Determining Car Value and Cost to Repair

There are a couple of sources you can read to determine the depreciated value of a new or used car. One such book is put out by the National Association of Automobile Dealers and the other is the Kelley Blue Book.

Whenever you file a claim, an insurance company will send out an adjustor who will examine the damage to your vehicle and figure out your loss and what it will cost to repair it. Once the adjuster gives you an estimate, you can then compare it to an estimate from a reputable repair shop. The insurance company will not expect you to jump at their first offer. You should first satisfactorily determine how much it will cost to repair your vehicle and not simply take the insurance company's word for it.

You are not required to have repairs performed at a particular repair facility but at least one estimate could be required before work can commence. The insurer will likely accept the lowest bid but if you feel that won't be enough to adequately repair your car, you can refuse their offer.

An insurer can also try to reduce a claim's amount if your older car is fixed with new parts.
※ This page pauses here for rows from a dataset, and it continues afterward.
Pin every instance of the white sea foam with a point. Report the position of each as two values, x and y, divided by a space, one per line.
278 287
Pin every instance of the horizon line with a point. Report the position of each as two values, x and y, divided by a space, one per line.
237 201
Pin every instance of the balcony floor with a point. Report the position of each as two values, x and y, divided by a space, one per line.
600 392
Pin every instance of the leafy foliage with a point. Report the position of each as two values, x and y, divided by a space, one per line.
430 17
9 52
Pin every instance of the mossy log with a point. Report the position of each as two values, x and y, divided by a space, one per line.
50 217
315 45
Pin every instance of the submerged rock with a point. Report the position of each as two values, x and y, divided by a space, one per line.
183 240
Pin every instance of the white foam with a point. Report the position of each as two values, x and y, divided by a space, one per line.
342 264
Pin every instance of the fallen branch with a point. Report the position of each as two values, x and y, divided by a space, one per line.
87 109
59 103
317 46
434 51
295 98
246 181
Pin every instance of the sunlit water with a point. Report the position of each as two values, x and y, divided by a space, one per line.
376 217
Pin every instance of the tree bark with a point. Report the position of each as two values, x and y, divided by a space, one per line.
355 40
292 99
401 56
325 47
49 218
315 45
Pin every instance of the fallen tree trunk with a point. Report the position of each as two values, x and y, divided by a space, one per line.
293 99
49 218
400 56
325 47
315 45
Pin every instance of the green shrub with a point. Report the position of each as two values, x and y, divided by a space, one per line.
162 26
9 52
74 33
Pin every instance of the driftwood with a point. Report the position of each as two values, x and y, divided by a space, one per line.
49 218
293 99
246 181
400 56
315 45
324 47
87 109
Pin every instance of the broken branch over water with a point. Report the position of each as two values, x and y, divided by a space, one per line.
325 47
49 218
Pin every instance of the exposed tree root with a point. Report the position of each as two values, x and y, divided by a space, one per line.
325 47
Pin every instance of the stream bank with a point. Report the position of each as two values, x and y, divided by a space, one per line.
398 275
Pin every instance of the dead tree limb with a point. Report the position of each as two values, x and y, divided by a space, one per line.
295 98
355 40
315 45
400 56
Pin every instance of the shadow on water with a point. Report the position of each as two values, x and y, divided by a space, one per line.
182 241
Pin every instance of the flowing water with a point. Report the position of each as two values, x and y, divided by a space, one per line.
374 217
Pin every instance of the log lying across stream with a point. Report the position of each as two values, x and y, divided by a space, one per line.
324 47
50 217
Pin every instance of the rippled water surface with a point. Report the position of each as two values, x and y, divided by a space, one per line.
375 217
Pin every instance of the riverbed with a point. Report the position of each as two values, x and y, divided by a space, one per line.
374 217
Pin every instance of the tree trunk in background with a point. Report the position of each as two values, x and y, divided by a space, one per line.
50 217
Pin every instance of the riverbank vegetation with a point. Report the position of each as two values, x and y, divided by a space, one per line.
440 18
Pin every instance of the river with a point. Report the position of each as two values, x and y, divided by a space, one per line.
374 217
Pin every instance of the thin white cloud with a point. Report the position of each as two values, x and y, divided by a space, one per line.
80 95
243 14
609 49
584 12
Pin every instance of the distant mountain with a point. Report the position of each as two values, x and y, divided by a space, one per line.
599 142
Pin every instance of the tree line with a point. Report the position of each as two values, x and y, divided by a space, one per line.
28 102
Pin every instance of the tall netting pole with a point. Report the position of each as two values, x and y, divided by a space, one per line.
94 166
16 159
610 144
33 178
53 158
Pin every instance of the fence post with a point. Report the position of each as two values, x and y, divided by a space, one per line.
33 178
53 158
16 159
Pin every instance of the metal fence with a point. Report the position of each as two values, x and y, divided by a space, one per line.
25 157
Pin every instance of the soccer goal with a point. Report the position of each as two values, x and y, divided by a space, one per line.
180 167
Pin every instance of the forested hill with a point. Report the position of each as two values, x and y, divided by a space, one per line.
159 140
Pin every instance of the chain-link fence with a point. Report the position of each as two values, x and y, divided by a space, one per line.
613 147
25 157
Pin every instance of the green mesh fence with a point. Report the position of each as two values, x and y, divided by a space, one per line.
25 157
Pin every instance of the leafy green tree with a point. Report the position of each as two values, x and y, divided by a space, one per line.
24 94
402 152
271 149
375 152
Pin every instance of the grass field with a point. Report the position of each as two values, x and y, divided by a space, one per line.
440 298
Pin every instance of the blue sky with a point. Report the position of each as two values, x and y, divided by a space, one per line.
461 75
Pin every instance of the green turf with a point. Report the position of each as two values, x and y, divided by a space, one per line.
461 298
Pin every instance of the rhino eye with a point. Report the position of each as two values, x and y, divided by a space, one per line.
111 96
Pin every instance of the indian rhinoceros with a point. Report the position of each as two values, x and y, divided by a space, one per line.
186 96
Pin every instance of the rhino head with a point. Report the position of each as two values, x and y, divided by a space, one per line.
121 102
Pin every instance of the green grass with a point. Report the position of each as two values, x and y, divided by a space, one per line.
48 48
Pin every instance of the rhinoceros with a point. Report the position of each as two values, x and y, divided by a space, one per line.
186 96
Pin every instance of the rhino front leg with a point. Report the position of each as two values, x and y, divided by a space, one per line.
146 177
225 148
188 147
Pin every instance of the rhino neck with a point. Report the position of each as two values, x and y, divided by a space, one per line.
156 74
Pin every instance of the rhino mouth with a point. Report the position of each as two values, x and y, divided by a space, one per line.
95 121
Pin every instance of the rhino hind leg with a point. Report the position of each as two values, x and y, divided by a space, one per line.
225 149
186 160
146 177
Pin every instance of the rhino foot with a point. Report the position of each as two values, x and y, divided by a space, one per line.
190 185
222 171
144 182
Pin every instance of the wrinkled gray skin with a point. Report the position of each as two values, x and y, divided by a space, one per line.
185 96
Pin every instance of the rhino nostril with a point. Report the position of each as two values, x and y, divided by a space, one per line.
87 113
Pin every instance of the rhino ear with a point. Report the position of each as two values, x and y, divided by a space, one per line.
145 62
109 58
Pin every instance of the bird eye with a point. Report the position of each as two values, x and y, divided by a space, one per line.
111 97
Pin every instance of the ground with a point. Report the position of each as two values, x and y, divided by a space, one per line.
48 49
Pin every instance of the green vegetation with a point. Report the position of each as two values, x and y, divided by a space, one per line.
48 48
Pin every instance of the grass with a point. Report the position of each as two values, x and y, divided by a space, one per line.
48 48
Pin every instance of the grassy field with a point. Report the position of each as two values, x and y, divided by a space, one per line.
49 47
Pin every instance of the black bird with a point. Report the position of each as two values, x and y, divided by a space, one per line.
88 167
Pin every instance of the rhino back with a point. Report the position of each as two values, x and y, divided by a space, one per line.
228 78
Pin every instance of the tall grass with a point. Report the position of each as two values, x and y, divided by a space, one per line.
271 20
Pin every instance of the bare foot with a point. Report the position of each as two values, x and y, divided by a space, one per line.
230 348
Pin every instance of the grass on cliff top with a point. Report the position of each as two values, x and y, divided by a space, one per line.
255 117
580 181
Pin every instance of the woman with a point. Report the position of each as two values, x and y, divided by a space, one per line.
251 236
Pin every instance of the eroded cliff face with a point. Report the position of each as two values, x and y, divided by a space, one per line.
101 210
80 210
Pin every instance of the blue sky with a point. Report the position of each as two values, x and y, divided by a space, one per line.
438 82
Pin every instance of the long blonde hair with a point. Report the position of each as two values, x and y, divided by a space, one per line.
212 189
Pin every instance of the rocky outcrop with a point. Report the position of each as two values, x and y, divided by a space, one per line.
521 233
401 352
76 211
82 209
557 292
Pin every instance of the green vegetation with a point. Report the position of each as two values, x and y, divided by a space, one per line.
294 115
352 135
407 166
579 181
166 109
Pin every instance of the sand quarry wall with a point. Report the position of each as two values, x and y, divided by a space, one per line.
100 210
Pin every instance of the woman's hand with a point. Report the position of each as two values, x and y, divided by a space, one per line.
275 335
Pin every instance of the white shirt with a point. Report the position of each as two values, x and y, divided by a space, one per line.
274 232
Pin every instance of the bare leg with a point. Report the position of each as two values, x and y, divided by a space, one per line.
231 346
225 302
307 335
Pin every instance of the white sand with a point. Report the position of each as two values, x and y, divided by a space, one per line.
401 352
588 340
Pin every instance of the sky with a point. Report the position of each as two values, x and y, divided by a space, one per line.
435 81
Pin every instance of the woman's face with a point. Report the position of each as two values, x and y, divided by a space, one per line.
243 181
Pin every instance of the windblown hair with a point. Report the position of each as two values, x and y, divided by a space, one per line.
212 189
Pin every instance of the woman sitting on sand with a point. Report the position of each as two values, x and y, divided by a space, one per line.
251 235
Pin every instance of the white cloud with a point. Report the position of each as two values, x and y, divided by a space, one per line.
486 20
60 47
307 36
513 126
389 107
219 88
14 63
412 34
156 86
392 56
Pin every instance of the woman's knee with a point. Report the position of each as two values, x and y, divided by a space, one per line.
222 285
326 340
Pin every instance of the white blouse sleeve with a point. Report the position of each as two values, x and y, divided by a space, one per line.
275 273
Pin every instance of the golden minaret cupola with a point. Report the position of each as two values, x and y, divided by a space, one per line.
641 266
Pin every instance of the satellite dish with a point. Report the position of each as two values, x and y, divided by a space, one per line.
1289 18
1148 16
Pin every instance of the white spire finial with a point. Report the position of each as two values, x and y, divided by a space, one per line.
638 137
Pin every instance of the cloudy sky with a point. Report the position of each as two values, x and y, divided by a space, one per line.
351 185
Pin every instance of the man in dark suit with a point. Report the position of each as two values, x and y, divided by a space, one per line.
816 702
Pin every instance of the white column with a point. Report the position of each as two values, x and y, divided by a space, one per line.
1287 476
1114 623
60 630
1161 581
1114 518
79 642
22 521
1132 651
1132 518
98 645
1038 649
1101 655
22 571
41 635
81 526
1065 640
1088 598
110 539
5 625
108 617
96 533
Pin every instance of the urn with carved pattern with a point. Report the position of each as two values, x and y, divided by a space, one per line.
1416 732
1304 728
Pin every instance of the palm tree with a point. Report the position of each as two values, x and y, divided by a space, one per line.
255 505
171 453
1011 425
They can cite that by repairing your less valuable car with brand new parts, your car's value has actually increased and they can reduce a claim by the difference between the new part and an old one. This is called betterment.

If it costs more to repair your car than its actual cash value (ACV), the insurance company may declare it a total loss and pay you the book value. Most insurance companies won't pay to repair a vehicle if it cost more than its worth. If your car is completely totaled, you may argue your car is worth more based solely on the parts used to construct it. In order to seek a higher settlement, you will need to present evidence including service records, mileage, as well as statements from mechanics to prove your car was worth more.